According to recent data released by the Vulnerable 20 group …
Unabated climate change will cause 3.4 million deaths per year by the end of the Century, new data presented to COP27 today shows. Health-related deaths of the over-65s will increase by 1,540 percent, and in India alone there will be 1 million additional heat-related deaths by 2090, if no action to limit warming is taken, the data shows.
The data is part of the ‘Health Data Explorer’, published today and commissioned by the Lancet Countdown and the Climate Vulnerable Forum, a group of 68 developing countries highly vulnerable to climate heating.
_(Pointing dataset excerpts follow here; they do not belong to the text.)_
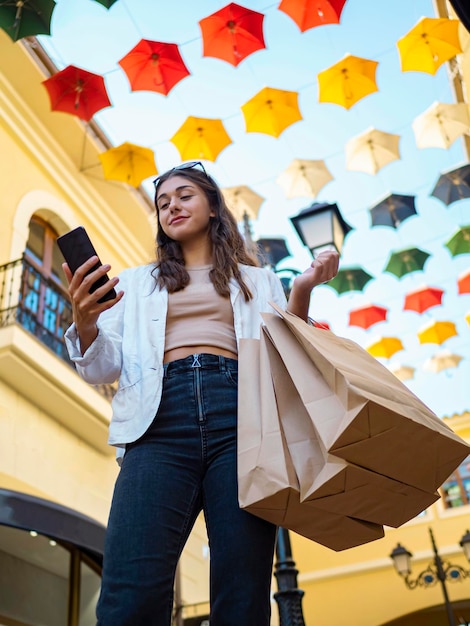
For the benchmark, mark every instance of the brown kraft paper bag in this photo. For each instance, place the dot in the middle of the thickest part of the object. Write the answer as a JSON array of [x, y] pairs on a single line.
[[267, 483], [366, 415], [327, 481]]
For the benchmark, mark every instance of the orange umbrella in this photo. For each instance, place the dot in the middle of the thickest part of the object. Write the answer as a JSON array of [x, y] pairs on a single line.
[[348, 81], [463, 282], [429, 44], [423, 299], [436, 332], [271, 111], [201, 138], [385, 347], [76, 91], [307, 14], [128, 163], [368, 315], [232, 33], [154, 66]]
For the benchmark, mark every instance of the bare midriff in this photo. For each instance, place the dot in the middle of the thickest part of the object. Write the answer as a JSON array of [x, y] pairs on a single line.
[[184, 351]]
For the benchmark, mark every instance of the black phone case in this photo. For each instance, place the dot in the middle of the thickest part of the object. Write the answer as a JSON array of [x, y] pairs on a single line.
[[76, 248]]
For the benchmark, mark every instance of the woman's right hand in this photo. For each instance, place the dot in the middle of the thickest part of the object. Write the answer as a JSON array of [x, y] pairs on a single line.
[[85, 306]]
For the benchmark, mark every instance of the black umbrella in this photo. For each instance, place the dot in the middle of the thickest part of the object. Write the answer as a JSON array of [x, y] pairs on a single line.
[[453, 185], [392, 210], [271, 251]]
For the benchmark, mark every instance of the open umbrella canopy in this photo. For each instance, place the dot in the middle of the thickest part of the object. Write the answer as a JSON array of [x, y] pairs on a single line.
[[77, 91], [307, 14], [367, 316], [349, 279], [422, 299], [440, 125], [271, 111], [348, 81], [436, 332], [442, 360], [385, 347], [429, 44], [453, 185], [242, 201], [232, 33], [463, 282], [201, 138], [459, 243], [402, 372], [304, 178], [26, 18], [371, 150], [154, 66], [392, 210], [402, 262], [128, 163]]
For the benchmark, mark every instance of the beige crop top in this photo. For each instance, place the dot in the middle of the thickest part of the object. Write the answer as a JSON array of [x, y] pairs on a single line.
[[199, 316]]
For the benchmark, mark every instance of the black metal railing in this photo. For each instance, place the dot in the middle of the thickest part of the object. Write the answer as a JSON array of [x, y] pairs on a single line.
[[41, 306]]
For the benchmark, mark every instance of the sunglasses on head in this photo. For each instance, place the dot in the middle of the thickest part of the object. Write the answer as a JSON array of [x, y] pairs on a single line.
[[183, 166]]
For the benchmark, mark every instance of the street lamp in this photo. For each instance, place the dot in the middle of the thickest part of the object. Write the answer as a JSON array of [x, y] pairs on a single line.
[[321, 227], [439, 570]]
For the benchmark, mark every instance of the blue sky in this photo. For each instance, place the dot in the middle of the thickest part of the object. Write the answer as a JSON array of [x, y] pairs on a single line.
[[85, 34]]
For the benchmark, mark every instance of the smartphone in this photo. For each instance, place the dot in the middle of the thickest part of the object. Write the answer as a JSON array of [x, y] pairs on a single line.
[[76, 248]]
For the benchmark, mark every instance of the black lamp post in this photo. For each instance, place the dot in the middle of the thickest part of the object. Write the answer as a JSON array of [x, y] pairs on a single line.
[[439, 570], [321, 227]]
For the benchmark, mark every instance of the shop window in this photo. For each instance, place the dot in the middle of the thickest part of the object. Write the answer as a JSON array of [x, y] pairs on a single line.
[[456, 490]]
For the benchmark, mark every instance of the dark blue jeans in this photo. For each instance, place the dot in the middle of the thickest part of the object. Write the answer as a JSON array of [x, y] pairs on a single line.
[[186, 462]]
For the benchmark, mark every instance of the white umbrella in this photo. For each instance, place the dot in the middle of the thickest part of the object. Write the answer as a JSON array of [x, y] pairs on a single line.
[[371, 150], [304, 178], [441, 124]]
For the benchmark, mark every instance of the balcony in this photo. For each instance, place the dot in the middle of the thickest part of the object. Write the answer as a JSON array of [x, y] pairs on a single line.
[[34, 314]]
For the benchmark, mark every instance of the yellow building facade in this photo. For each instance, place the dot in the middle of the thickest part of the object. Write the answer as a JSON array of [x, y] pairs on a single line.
[[53, 426]]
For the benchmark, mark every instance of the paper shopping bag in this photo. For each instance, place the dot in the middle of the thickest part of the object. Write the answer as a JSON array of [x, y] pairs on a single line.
[[366, 415], [327, 481], [267, 483]]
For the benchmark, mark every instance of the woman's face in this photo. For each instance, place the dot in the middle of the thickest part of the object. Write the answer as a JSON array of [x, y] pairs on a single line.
[[183, 210]]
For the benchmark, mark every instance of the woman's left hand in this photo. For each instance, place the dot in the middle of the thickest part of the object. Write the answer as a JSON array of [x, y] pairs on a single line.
[[322, 269]]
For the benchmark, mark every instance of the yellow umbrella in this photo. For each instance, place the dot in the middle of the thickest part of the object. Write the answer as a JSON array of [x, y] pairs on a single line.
[[403, 372], [429, 44], [304, 178], [440, 125], [371, 150], [441, 361], [348, 81], [436, 332], [242, 201], [385, 347], [201, 138], [271, 111], [128, 163]]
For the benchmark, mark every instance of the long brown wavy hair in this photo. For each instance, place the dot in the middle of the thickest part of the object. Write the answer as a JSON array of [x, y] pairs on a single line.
[[228, 246]]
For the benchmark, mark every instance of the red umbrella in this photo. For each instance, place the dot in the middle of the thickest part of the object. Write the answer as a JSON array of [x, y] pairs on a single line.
[[423, 299], [76, 91], [368, 315], [309, 14], [464, 282], [232, 33], [154, 66]]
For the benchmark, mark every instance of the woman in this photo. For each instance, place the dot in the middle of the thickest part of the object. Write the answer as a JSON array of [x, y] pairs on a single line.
[[171, 336]]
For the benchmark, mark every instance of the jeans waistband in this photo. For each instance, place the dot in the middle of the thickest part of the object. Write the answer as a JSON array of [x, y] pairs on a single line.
[[204, 361]]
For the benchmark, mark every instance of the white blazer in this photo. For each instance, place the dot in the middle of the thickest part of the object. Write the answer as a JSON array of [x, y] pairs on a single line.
[[131, 342]]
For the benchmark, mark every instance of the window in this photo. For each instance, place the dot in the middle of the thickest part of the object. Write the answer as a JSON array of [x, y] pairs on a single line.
[[456, 490]]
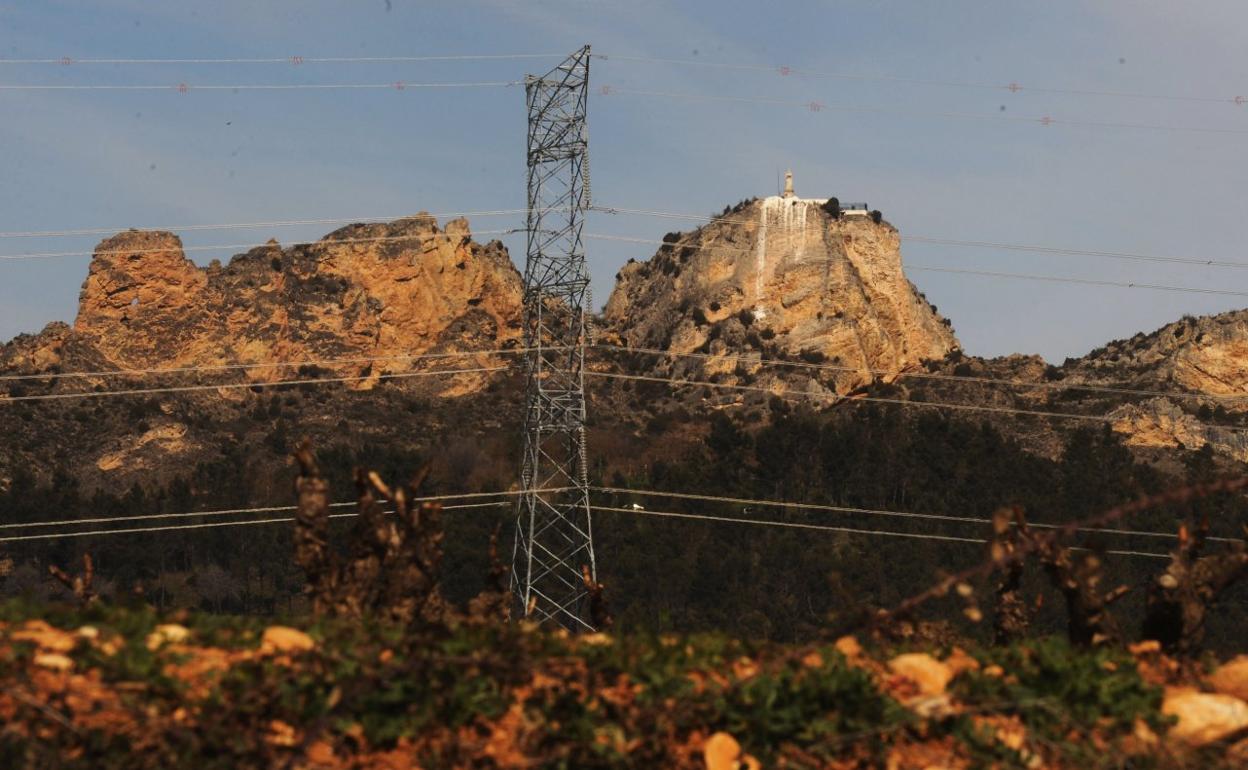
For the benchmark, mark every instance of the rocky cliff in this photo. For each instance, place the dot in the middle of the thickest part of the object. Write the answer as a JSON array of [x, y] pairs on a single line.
[[1193, 380], [780, 277], [385, 291]]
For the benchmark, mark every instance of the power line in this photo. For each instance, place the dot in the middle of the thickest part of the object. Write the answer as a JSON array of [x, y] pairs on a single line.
[[145, 517], [886, 533], [290, 60], [818, 106], [934, 240], [96, 231], [268, 365], [200, 526], [182, 87], [1076, 252], [904, 373], [1025, 247], [49, 255], [1080, 281], [600, 508], [976, 272], [906, 514], [931, 404], [246, 385], [1014, 87]]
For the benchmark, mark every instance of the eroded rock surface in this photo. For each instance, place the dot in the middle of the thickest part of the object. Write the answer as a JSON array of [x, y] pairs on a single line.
[[780, 277]]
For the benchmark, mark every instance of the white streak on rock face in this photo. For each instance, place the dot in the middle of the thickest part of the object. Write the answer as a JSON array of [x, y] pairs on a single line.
[[788, 215]]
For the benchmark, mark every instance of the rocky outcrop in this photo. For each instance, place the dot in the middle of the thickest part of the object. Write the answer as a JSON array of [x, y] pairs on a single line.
[[381, 292], [780, 277], [1204, 356]]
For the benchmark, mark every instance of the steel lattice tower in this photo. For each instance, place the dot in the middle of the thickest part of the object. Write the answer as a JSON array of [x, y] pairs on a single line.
[[554, 539]]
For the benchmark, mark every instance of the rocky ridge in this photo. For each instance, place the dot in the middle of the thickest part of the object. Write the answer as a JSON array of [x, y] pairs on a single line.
[[382, 292], [779, 277]]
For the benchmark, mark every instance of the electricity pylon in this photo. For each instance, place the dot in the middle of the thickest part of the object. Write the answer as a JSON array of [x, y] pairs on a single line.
[[554, 538]]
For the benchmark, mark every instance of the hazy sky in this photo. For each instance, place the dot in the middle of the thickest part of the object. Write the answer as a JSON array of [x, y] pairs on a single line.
[[119, 159]]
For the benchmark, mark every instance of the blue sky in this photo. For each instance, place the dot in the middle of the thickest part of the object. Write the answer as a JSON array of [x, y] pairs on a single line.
[[102, 159]]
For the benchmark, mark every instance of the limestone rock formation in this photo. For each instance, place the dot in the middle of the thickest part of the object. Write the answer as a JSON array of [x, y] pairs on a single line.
[[366, 291], [1206, 355], [780, 277]]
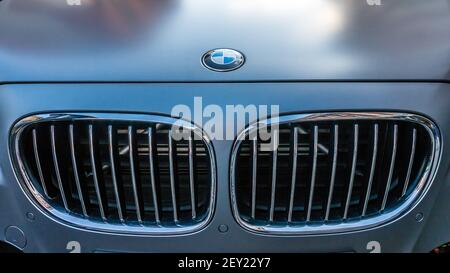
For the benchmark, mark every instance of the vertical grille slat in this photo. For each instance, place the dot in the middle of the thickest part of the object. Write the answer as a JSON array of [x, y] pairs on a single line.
[[152, 151], [254, 173], [57, 171], [191, 175], [112, 143], [353, 169], [313, 172], [391, 167], [172, 177], [75, 170], [134, 183], [38, 164], [294, 172], [118, 172], [274, 180], [372, 168], [331, 171], [95, 173], [411, 161]]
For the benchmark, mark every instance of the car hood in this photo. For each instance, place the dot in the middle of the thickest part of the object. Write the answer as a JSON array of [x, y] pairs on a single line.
[[282, 40]]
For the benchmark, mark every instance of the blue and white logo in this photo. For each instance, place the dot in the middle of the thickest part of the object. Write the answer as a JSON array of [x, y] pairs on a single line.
[[223, 59]]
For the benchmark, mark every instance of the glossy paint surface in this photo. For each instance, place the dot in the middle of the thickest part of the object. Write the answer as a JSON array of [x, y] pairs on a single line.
[[164, 40]]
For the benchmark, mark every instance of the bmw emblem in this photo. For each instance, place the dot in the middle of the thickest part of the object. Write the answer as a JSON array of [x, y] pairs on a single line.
[[223, 59]]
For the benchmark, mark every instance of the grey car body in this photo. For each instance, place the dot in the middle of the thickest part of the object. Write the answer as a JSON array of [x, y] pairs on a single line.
[[145, 57]]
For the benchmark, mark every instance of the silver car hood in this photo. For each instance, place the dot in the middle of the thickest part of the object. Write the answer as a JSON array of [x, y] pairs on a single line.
[[292, 40]]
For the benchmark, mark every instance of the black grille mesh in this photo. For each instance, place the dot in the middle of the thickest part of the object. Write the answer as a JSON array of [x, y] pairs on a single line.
[[114, 171], [338, 171]]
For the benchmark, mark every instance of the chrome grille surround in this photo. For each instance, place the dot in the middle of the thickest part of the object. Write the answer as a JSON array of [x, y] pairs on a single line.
[[330, 227], [40, 201]]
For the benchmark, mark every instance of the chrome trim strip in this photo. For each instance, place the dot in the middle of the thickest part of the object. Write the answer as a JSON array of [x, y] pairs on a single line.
[[55, 163], [372, 168], [71, 220], [411, 161], [75, 170], [327, 228], [352, 173]]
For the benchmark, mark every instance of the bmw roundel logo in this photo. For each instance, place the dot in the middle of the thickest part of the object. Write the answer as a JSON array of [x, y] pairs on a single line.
[[223, 59]]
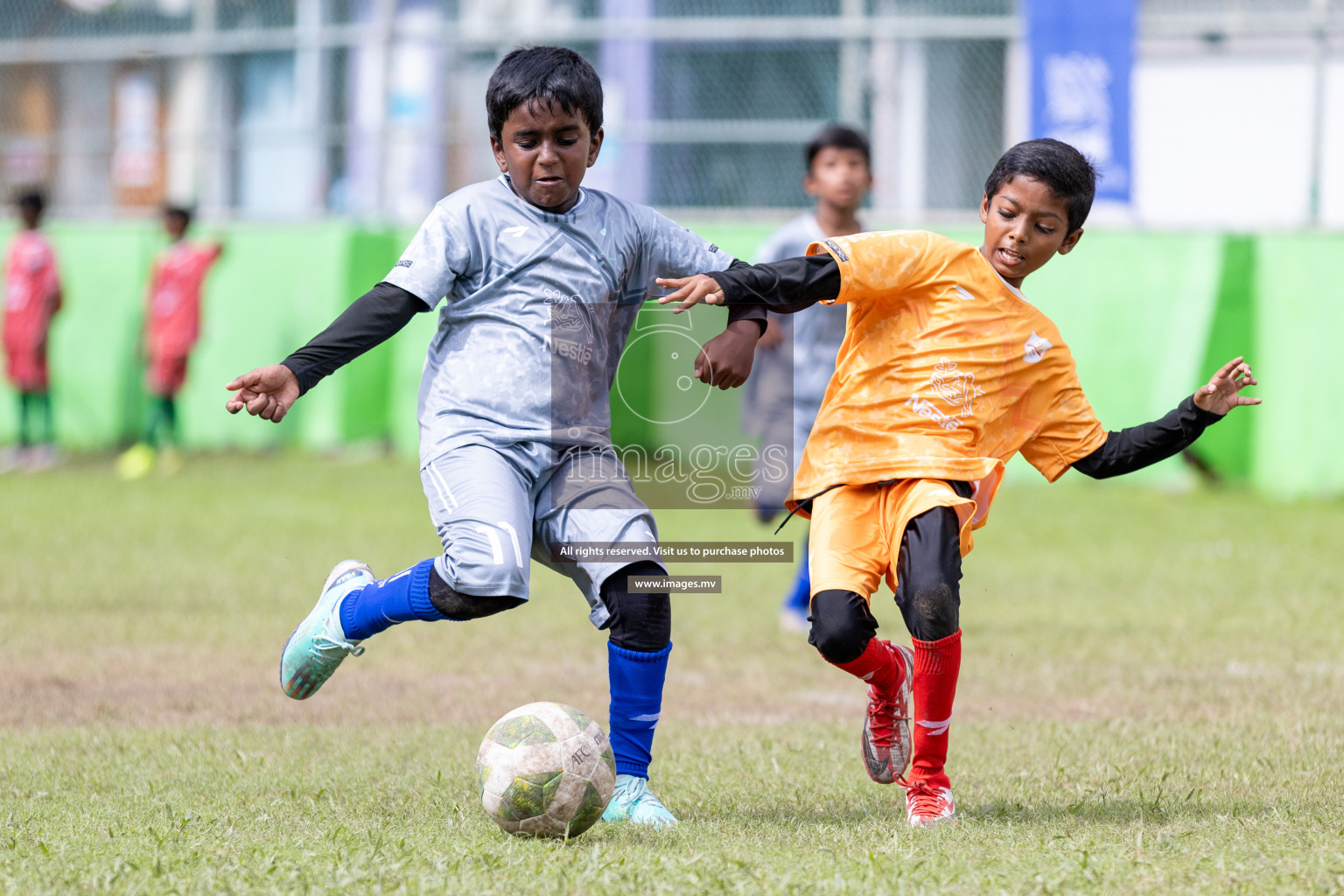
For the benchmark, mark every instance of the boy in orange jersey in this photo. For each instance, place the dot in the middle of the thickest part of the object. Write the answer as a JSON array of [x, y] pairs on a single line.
[[945, 373], [32, 300]]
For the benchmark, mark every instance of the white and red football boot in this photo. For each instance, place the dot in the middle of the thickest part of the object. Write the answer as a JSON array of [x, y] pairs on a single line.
[[928, 802]]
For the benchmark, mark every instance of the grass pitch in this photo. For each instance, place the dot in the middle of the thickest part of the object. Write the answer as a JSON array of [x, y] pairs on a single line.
[[1152, 702]]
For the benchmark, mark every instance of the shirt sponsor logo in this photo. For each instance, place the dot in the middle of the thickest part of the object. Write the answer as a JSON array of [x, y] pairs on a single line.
[[570, 332], [955, 388], [1037, 348]]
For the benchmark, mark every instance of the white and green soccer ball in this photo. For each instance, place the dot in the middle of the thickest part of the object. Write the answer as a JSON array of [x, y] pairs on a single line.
[[546, 770]]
The Health Data Explorer outlines the catastrophic health consequences of climate inaction, and the major health gains that would arise from taking urgent measures to limit global temperature rise to 1.5°C.
If the world managed to meet the 1.5°C target, 91 percent of the projected 3.4 million deaths would be avoided. If climate heating overshoots 1.5 °C but is limited to 2°C, the number of deaths avoided drops to 50% — underscoring how crucial it is to limit global warming to 1.5°C.
Considering the level of destruction and fatality caused by ceaseless fossil fuel extraction and use, doesn’t this amount to a global crime worth a trial in the International Criminal Court? When do we start having that conversation? When do we start filing those complaints? Why weren’t petrostate executives served at COP28?